70 Zwave device network stuck healing for over 24hrs

HeyImAlex · August 24, 2021, 9:24am

But does it ? I just dug into the sources for zwavejs2mqtt and zwavejs to find out.

In order to build the graph, zwavejs2mqtt only uses the node neighbor lists (see ZwaveGraph.vue). Hops and links between nodes are determined by looking at the first neighbor if multiple are present. Which is almost certainly 100% wrong, unless you have a node with only a single neighbor (and even then, it can be wrong, see below). When I do a neighbor update on my zwavejs, the returned lists are sequential node IDs. There is no information about LWR/NLWR (what you would call preferred route), nor any information about signal levels.

To create the neighbor lists, zwavejs calls the ZW_GetRoutingInfo method on the zwave API (see GetRoutingInfoResponse). The zwave API reference does not state any guarantee that the order of returned neighbors are in any way related to the APR/LWR/NLWR. It only states that (section 4.4.15):

ZW_GetRoutingInfo is a function that can be used to read out neighbor information from the protocol.This information can be used to ensure that all nodes have a sufficient number of neighbors and to ensure that the network is in fact one network.

In fact, the standard clearly defines when neighbor lists are used for routing, and that’s almost never (section 3.10.2):

The routing attempts done by a static controller to reach the destination node are as follows:

* If APR, LWR and NLWR all are non-existing and TRANSMIT_OPTION_ACK set. Try direct when neighbors with retries.
* If APR exist and TRANSMIT_OPTION_ACK set. Try the APR. If APR fails then try LWR if it exist and if it also fails then remove the LWR and try direct if neighbor.
* If APR do not exist, LWR exist and TRANSMIT_OPTION_ACK set. Try the LWR. In case the LWR fails, ‘exile’ it to become NLWR and try old NLWR if it exist. if the NLWR also fails, remove it and try direct if neighbor.
* If APR do not exist, LWR do not exist, NLWR exist and TRANSMIT_OPTION_ACK set.
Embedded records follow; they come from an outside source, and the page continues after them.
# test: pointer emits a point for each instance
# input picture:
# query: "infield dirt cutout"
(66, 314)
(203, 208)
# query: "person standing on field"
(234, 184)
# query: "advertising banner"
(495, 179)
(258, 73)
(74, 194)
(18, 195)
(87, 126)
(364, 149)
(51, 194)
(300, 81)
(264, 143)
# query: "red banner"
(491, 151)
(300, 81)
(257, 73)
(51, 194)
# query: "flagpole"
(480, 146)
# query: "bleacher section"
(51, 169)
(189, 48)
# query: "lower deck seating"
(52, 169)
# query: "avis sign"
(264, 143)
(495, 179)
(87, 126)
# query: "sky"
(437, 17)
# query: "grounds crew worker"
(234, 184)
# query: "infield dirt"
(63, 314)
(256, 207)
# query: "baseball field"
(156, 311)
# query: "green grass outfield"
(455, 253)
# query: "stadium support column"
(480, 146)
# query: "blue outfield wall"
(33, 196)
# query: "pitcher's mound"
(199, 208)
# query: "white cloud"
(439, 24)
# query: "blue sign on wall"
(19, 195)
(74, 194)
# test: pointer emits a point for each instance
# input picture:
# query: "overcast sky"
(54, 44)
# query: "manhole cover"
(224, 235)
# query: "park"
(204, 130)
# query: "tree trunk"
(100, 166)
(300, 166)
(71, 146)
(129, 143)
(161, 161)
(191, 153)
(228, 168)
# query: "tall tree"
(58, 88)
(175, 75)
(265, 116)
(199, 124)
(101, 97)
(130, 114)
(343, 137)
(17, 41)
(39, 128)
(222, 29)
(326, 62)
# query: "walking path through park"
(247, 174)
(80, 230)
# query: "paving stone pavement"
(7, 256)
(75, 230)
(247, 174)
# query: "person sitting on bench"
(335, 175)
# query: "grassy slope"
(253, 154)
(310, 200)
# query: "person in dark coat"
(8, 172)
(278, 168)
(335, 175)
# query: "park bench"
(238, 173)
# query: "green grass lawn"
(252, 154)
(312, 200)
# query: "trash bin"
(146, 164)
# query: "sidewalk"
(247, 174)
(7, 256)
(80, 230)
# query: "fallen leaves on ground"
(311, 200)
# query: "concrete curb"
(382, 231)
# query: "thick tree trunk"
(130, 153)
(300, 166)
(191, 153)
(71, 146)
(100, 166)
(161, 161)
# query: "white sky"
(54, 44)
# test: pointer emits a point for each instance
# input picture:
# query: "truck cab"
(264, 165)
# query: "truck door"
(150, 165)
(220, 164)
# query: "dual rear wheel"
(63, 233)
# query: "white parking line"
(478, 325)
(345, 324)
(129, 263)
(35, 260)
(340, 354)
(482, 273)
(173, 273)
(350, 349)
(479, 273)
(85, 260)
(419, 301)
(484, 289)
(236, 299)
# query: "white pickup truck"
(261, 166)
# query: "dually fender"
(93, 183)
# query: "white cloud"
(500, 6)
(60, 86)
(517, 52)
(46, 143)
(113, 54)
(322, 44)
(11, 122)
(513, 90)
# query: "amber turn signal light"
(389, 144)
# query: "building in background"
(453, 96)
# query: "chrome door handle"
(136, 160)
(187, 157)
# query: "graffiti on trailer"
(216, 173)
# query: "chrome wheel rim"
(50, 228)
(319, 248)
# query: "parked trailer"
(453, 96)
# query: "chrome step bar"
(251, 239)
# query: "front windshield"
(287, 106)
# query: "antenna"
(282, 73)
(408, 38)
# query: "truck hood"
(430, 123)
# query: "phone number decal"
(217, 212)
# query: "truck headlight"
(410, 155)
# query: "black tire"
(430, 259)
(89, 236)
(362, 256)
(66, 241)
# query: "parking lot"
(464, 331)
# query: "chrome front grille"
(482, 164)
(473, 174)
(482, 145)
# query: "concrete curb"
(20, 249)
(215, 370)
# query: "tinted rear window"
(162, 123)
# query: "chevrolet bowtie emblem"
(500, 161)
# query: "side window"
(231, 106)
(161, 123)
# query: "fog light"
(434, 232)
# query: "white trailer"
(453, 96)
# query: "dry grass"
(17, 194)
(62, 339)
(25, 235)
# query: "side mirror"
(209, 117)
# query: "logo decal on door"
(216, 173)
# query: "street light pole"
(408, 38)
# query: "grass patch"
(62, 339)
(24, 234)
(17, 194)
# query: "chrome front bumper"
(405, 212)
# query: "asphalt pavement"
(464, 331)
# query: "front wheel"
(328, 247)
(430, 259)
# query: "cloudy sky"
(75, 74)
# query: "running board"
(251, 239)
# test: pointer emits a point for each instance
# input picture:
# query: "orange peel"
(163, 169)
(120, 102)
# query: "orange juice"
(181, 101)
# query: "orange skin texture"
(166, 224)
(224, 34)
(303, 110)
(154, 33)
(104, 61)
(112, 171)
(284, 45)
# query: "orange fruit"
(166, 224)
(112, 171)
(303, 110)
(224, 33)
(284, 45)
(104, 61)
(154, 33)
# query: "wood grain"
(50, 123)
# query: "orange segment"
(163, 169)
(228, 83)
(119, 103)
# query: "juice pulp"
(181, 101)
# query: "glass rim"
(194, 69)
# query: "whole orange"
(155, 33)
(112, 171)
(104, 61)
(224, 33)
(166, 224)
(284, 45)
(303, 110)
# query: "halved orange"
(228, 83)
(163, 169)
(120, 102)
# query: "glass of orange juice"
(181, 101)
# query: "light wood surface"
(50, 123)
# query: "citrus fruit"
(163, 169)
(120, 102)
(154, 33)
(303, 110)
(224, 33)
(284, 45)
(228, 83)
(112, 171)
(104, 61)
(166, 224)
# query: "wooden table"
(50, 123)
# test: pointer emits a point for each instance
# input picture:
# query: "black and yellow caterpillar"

Try the NLWR. In case the NLWR fails remove itand try direct if neighbor.

So basically neighbors are only used as a ultimate fallback if everything else fails. And even then it will route through the neighbor with the strongest signal. And that is not available / used in zwavejs and the network graph either.

So in conclusion, what the zwavejs network graph displays has nothing to do with the routing. It’s completely random and should not be relied upon.

Yeah that discussion made me smile. How to display random data in a pretty way

About the MQTT, there are pros and cons. I’ll reply to this later, I’m on the go right now.